The constant allusion to the universe of children, to fables and legends that belong to Cuba’s cultural heritage, small-town gossips or myths invented by him is another element that identifies Pedro Pablo Oliva’s creative procedure. In his artworks the lyricism predominates, without giving up to the search for profoundly philosophical issues and of universal transcendence. Clementina, la siesta y el gato (Clementina, the nap and the cat, 2015), El tierno amor de Bustelo (Bustelo’s tender love, 2014), La extraña muchacha de los camaleones (The strange chameleon’s girl, 2013), El beso (The kiss, 2013)… are artworks in which the artist expands the neoexpressionist language and enriches it with surrealist elements and others coming from the purest magic realism. Thus he finds the point of balance between local and global, between his preference for anecdotes and the reflective nature of his fantasies.

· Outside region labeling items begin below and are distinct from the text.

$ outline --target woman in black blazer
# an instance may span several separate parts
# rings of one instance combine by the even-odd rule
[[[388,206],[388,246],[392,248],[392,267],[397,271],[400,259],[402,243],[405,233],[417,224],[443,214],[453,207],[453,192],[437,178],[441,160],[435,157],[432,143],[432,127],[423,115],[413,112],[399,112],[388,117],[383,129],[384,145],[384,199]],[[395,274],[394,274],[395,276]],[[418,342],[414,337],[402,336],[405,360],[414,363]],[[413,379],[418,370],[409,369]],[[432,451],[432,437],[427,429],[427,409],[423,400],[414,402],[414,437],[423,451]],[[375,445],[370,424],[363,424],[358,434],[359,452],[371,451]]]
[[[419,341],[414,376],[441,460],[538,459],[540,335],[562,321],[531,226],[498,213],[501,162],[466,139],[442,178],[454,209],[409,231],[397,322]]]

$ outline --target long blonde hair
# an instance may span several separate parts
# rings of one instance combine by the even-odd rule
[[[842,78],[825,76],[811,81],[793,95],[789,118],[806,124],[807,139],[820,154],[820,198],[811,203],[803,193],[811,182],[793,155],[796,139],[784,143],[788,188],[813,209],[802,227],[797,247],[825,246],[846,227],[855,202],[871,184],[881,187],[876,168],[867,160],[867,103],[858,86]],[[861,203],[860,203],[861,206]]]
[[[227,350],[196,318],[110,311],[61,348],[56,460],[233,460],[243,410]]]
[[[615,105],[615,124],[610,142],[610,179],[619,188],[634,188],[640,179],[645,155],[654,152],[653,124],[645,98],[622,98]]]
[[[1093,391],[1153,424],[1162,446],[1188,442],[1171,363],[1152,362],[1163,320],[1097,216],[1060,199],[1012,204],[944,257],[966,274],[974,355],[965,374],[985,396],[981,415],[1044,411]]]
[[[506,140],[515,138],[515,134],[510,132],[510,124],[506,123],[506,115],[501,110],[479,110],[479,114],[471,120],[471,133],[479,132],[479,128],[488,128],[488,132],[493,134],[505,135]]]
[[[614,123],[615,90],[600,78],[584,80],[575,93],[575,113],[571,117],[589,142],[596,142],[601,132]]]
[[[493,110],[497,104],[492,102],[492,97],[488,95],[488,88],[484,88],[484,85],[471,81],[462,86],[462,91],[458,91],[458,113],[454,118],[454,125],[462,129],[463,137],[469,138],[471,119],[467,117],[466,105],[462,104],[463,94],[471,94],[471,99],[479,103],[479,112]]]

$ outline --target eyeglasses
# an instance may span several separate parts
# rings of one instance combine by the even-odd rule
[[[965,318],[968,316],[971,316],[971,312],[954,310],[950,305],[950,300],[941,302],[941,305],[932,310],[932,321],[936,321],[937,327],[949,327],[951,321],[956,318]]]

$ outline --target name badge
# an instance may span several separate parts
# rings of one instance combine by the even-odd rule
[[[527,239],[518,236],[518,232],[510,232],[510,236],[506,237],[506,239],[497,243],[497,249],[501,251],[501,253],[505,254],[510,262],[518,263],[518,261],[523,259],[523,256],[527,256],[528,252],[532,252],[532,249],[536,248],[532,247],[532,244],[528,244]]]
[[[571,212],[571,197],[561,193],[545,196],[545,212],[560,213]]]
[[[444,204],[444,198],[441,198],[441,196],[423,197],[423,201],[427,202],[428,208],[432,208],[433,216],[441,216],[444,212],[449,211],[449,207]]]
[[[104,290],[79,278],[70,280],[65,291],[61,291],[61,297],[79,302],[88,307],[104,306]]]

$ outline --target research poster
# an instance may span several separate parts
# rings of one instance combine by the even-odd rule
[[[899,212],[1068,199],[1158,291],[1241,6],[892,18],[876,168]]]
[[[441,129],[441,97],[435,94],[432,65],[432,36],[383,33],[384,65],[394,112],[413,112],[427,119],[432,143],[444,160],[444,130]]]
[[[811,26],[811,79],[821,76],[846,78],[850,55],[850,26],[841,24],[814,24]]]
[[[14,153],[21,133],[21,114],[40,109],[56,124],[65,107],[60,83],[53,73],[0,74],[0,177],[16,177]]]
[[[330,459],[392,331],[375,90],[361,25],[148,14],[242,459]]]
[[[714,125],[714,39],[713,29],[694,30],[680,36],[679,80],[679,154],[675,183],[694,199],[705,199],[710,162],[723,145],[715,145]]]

El beso is one of the most beautiful pieces of the exhibition. Wrapped in a mantle of romanticism, this creation alludes to one of the topics art has dealt with more frequently throughout centuries. There can be found in it a clear reference to Marc Chagall’s The Birthday (1915), but the roles have been changed. Now it is the young girl who comes down in a heavenly way to kiss her lover, a tiny man who rests sitting on a rock, holding in his hands a little bouquet of flowers.
An imperturbable serenity pervades both faces that, with their eyes closed, receive the sweet touch of their lips while their bodies form a perfect vertical line, which shows the artist’s obsession for balance and levitation as metaphors of the search for inner peace.
If we were talking about a writer, we could say that during all the time that has passed since he graduated from the National School of Art, Oliva has written once and once again the same novel, but, does it make him a monotonous or repetitive artist? He is indeed, since life is repetitive and the questions we unceasingly ask about it are the same. Pedro Pablo Oliva’s oeuvre appears in incessant evolution, there are twists in the discourse and morphological variations, but the essence remains unchanged. He has been capable, as few, of creating an artistic code that makes his oeuvre an indivisible whole. So you are invited to visit En cuerpo y alma and sweep along by the fantasies materialized in Pedro Pablo Oliva’s bronzes.